Jean Pierre Lessa e Santos Ferreira, sendo CTO e diretor de tecnologia, retrata que em meio às transformações recentes que atravessam o setor corporativo, a governança de tecnologia deixou de ser um tema restrito a áreas de compliance e passou a ocupar espaço central nas discussões sobre crescimento sustentável das empresas. Nesse sentido, é possível acompanhar de perto essa mudança de percepção, cada vez mais associada à necessidade de equilibrar velocidade de inovação com proteção adequada de dados corporativos. Empresas que tratam governança apenas como exigência regulatória tendem a perder oportunidades de transformar controle em vantagem competitiva real.
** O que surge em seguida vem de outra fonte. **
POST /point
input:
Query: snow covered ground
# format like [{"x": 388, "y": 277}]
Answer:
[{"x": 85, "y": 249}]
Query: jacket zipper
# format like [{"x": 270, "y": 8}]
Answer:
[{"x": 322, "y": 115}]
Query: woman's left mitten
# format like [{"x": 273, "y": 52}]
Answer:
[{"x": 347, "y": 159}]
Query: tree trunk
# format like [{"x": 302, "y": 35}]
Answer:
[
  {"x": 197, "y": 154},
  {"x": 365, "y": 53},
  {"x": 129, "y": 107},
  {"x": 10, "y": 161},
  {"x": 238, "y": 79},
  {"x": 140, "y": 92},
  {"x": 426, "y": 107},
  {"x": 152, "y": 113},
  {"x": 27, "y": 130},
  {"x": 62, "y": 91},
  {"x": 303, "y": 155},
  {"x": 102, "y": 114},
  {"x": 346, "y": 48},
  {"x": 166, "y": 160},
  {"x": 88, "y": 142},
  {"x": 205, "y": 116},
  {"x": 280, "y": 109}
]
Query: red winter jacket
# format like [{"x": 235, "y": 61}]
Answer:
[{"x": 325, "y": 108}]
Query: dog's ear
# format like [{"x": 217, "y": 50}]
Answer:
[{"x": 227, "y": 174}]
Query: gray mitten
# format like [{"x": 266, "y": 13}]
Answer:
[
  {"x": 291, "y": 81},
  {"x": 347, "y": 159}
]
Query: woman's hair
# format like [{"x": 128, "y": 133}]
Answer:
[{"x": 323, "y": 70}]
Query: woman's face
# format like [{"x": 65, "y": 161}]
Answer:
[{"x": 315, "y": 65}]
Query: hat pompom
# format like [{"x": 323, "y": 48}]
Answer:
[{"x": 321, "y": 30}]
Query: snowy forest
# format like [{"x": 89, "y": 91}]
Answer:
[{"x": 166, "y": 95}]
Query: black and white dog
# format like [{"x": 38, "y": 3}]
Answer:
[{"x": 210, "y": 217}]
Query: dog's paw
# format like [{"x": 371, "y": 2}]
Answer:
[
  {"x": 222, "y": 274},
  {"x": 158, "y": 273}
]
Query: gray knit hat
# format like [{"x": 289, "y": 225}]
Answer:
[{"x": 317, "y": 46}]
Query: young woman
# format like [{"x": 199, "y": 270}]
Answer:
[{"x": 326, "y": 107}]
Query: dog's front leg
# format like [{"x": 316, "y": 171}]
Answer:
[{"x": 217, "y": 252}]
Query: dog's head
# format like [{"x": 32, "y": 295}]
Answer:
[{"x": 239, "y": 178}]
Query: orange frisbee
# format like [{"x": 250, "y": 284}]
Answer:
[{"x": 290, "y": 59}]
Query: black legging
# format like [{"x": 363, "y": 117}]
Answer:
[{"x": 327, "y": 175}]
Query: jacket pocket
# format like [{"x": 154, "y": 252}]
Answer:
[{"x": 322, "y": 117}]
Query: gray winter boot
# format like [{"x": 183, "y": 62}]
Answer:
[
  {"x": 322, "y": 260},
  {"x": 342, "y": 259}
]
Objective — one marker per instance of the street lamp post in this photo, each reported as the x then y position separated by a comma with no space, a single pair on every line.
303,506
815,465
A segurança da informação, por sua vez, deixou de ser responsabilidade exclusiva de times técnicos especializados e passou a envolver decisões estratégicas de toda a organização. Incidentes de vazamento de dados, quando ocorrem, comprometem não apenas a operação imediata de uma empresa, mas também a confiança construída ao longo de anos junto a clientes e parceiros comerciais. Equilibrar inovação tecnológica com proteção de dados sensíveis se tornou, portanto, um desafio permanente para lideranças de tecnologia em praticamente todos os setores, especialmente naqueles em que a confiança do cliente depende diretamente da integridade das informações armazenadas.
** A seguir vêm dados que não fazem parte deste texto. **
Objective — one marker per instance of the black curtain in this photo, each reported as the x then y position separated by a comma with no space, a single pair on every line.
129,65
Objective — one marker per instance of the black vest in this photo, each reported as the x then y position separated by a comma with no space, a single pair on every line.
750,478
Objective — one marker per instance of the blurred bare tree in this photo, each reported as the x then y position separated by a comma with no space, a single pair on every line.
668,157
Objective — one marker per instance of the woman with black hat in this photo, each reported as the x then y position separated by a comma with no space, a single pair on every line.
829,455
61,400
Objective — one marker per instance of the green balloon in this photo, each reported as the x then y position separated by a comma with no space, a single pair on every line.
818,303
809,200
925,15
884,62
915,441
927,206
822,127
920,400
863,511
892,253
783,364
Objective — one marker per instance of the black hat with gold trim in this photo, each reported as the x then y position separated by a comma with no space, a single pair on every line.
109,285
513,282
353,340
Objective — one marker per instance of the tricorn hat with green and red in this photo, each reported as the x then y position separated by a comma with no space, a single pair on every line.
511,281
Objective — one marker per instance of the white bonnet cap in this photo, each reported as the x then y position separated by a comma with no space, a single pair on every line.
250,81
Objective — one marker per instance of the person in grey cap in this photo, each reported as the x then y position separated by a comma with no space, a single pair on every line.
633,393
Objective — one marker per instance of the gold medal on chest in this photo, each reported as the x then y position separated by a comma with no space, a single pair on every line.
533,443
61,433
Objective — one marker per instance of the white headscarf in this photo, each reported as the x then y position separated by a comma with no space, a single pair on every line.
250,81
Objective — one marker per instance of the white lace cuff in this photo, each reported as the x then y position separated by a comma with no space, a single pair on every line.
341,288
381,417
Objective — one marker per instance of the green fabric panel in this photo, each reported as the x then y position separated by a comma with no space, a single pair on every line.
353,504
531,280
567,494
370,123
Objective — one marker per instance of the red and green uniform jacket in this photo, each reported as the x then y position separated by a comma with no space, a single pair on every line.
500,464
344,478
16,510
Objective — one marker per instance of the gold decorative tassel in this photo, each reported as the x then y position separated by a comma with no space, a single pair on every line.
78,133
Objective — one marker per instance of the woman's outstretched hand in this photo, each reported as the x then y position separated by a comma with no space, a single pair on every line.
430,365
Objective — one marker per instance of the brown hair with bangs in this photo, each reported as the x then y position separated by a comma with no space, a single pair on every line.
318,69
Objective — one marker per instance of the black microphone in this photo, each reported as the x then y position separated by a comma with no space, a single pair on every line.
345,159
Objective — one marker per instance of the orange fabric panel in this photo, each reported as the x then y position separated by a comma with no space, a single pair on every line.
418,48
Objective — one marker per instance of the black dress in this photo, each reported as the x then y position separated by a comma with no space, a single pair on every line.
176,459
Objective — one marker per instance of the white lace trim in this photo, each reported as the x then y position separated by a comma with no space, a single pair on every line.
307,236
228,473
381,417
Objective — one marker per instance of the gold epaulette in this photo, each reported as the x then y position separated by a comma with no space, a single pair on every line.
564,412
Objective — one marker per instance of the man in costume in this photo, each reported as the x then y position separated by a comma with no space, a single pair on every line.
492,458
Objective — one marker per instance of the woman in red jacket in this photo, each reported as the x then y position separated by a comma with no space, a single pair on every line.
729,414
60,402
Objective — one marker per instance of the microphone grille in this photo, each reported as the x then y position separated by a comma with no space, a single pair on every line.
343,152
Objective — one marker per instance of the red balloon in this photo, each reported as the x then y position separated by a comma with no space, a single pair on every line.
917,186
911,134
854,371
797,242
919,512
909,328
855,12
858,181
Governança como estrutura de decisão, não apenas de controle
Durante muito tempo, a governança de tecnologia foi tratada como um conjunto de normas voltadas a evitar problemas, sem conexão direta com o planejamento estratégico das empresas. Estruturas de decisão que ignoram essa dimensão tendem a acumular riscos silenciosos, já que decisões técnicas tomadas sem critérios claros de governança costumam gerar inconsistências que só se tornam visíveis em momentos de crise. A ausência de processos bem definidos também dificulta a rastreabilidade de decisões importantes, o que compromete auditorias e prestações de contas internas, além de aumentar o tempo necessário para identificar a origem de falhas operacionais.
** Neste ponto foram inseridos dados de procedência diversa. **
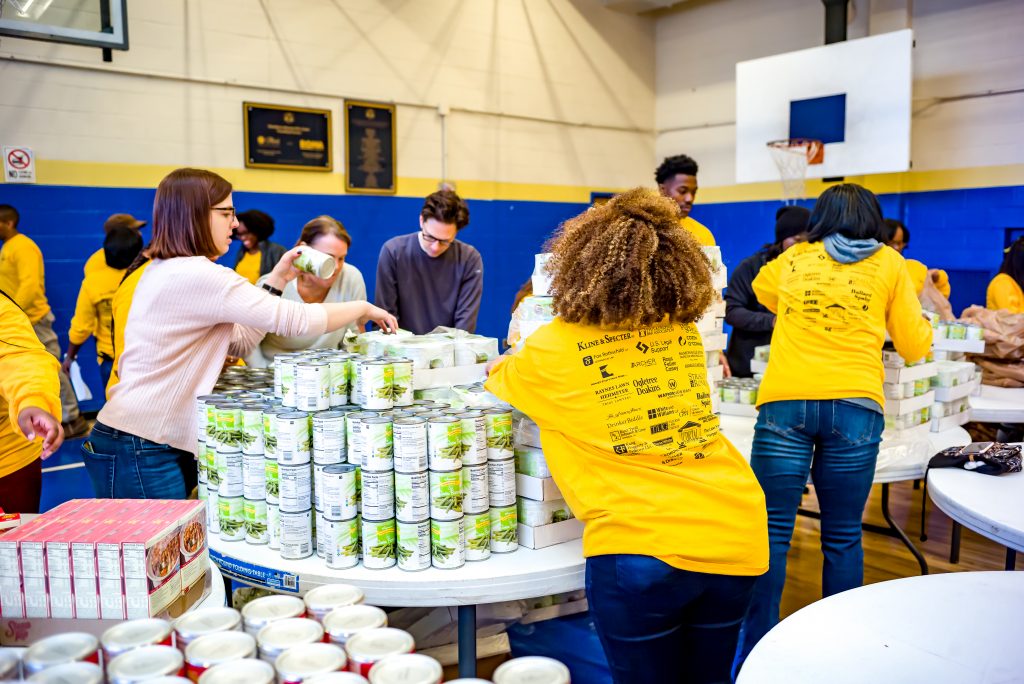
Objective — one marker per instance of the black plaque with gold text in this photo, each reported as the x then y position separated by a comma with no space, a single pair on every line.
287,137
370,148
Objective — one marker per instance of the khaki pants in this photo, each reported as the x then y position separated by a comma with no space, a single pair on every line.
69,402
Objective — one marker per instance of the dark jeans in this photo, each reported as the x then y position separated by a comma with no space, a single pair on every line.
19,490
125,466
838,443
659,624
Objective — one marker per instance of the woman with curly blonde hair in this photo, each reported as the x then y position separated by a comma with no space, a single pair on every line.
675,524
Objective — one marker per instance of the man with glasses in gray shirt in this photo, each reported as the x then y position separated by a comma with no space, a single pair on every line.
429,279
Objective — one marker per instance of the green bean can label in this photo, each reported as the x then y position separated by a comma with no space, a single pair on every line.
476,496
412,497
342,542
499,430
273,525
230,512
229,473
448,543
501,482
504,529
414,546
254,511
401,383
478,536
252,429
294,438
271,480
378,443
296,535
379,544
378,494
338,498
474,438
253,476
339,381
444,442
445,495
Como menciona Jean Pierre Lessa e Santos Ferreira, empresas que tratam de governança como parte do processo decisório, e não apenas como camada de controle posterior, tendem a reduzir significativamente os riscos operacionais associados a projetos de tecnologia. A perspectiva reforça que boas práticas de governança funcionam como guia para decisões futuras, e não apenas como registro de decisões já tomadas.

Como a segurança da informação se conecta às decisões de governança?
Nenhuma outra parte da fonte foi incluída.